僕が呆然と見上げていると、ルシファーは片手を大きく振った。
「バイバイ!天界の知識!!!バイバイ!罪の意識!!!この舞台脚本に名前をつけるとしたら、僕は……『悲劇のパラノイア』と名付けるだろう!それは僕からの言葉だ。この世界は壮大な演劇だった……僕は人々に楽しんで貰いたかっただけだ!楽しめたかい?この舞台脚本を……壮大な舞台を!!!」
「……天界の話すらも……今となっては幻なのか……」
「うん、そうだ。ただそれだけのことなんだ。舞台『悲劇のパラノイア』はそろそろ終わりを告げるだろう……楽しかったよ!この世界!!!さようなら!!!僕はこの世界の題名をここに残して、この世界から去るよ。さぁ、行こう。皆の様子を見たいだろ?」
僕たちは再び歩き出した。後ろを何となく振り向くと、人の姿をした闇の創造主がニッコリ笑って立っている。僕が先ほどの蛇の姿を思い出したじろいでいると、闇の創造主はけたけたと笑って僕に話しかけてきた。
「いいかい。『悲劇のパラノイア』は光の僕がつけた舞台脚本名だからね。僕の場合は逆だ!」
「あー……何だ?」
「そうだねぇ……『喜劇のパラノイア』とでも言おうかな?結局は何もないんだから!さて、そろそろ闇の僕の方は、僕の民の船に向かうよ。君がエバをどうするか……楽しく見させてもらおう。あー楽しみだ。君がどうするか楽しみだ!全て分かっているんだけどね。楽しかったよ、セリオン!ちなみに……君のことをずっと取ってやりたかったのは本当だよ……」
闇の創造主は蛇のように舌を出して、不敵に笑い出す。僕が思わず冷や汗をかいてると、光の創造主は首を横に振った。

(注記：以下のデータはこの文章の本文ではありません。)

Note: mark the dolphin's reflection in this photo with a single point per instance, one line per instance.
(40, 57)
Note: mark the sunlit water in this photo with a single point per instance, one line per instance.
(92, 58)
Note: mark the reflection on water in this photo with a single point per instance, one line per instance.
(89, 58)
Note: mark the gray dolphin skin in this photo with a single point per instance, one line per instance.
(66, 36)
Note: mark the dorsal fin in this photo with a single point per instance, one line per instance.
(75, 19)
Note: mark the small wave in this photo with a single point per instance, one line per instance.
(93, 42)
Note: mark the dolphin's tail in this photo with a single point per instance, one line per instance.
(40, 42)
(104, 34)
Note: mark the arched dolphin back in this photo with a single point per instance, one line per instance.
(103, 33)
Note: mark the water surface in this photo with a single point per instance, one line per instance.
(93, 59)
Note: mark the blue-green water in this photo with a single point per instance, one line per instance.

「もういいだろう?君もさっきの答えで諦めがついたはずだ。恐ろしいことになるかもしれないとセリオンに「教訓」として教えてくれたのには、一応ありがとうと言っておくよ」
「彼は何処までも純粋だった……惜しいとまだ思うんだよね……魂を取って喰いはしないけれど、セリオンの魂を閉じ込めたいのは本当だ。惜しいなあ……セリオン、本当にこっちに来なくていいの?」
闇の創造主は目を細めて、けたけたと笑っている。僕はぶんぶんと大きく首を横に振って、大きく叫んだ。

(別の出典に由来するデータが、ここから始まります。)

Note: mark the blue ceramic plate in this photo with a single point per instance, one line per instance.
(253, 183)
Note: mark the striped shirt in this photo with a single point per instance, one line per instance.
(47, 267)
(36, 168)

「これが全て貴方達の舞台ということは身にしみてわかったから!!!僕で遊ぶのはやめてくれ!!!」
「あはははは!!!本当に君はいつまでも「舞台」から卒業できないよな!!!あー面白い。僕のおもちゃ達……最高に馬鹿らしいけど、愛してるよ。セリオンに関しては惜しかった!折角このゲームに気づいてくれたのに!ああ、惜しいなあ……」
「もういい!やめてくれ!!!僕は光の創造主と一体になる!!!」
「ちぇっ。分かったよ……退屈だと思ったらこっちに来るんだよ?僕は歓迎するから……別の世界の夢の中に閉じ込めてあげよう!ちなみに今度のストーリーはもっと敵が強大な予定だ……結構案はあるんだけどね、少なくとも数千通り以上はあるんだけど、どれがいいかなあ……」
「そっちとは関係ない!僕をもう巻き込まないでくれ!!!」
僕が叫ぶと、闇の創造主は大きくため息をついてからやれやれと肩を竦めた。
「あー退屈だ……次はどんな脚本にしようかなあ……もう決まっているんだけどね。あー退屈だ……」
闇の創造主は「退屈だ」と話しながらようやく去って行ってくれた。僕が息を荒げていると、光の創造主は面白そうに笑う。

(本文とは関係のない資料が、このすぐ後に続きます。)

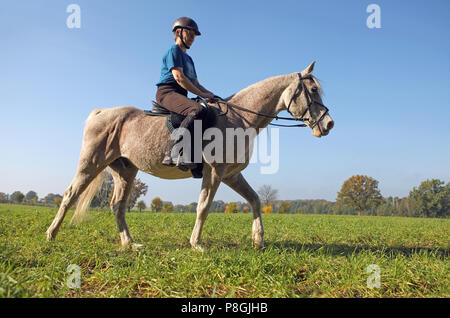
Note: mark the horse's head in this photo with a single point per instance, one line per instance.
(302, 99)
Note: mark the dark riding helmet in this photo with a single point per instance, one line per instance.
(185, 23)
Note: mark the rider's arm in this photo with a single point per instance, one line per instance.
(184, 82)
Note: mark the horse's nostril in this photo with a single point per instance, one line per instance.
(330, 125)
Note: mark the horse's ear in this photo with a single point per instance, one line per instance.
(310, 68)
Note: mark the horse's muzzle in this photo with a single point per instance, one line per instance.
(324, 127)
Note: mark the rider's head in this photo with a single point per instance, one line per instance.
(185, 29)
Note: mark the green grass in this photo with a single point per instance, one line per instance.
(304, 256)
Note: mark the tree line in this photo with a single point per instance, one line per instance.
(359, 195)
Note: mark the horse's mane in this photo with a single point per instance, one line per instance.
(265, 82)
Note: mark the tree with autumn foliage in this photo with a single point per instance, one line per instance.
(157, 204)
(231, 208)
(359, 193)
(431, 198)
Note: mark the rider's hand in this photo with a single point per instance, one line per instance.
(208, 96)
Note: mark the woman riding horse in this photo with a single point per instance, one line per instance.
(178, 76)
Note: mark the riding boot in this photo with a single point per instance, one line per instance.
(179, 160)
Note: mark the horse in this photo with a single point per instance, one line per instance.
(125, 140)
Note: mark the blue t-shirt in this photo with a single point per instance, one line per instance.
(175, 57)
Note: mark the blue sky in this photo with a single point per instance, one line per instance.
(387, 89)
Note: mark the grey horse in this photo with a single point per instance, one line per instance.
(125, 140)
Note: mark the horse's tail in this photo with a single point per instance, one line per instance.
(86, 198)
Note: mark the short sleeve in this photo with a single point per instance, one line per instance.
(174, 58)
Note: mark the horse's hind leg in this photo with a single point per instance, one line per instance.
(240, 185)
(123, 173)
(82, 179)
(211, 181)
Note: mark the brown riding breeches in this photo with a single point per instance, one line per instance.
(174, 98)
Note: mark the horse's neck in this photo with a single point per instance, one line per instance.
(262, 97)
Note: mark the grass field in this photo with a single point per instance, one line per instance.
(304, 256)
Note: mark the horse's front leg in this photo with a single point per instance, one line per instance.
(212, 176)
(240, 185)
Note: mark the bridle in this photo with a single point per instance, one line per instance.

「彼は随分と君を気に入ったようだね。壮大な舞台を演じたかいがあったかな……君は身に染みて彼の怖さを分かっただろう。ただ……彼は君の涙を見て執着したようだけど」
「おいおい……」
「まぁ、だから先に光の僕が取っておいたんだけどね。後、あんまり闇の僕は信用しないでくれ。結局休戦しながらも「戦い」はしているんだしさ」
「もう何なんだよ……いや……1つ分かったことがあるな。これが「壮大な舞台」ってことがよく分かった……」
「やっと気づいてくれたか!だから天界の知識すらも幻なんだよ。この世界の操りの首飾りもただの「幻」なんだ。この世界は「僕の書いた脚本」に過ぎないんだから!舞台ステージはそのままで……僕たちは去るだろう。あー先に君を取っておいて良かった。闇の僕が君を気に入ることは分かっていたから」
「…………」
あれほど恐ろしい舞台を体験させておきながら、結局は「1人舞台でした!」と言われると、何も言えなくなる。ご丁寧にこの世界の脚本名まで出して、鏡の創造主と逆の名前「悲劇のパラノイア」にするなど……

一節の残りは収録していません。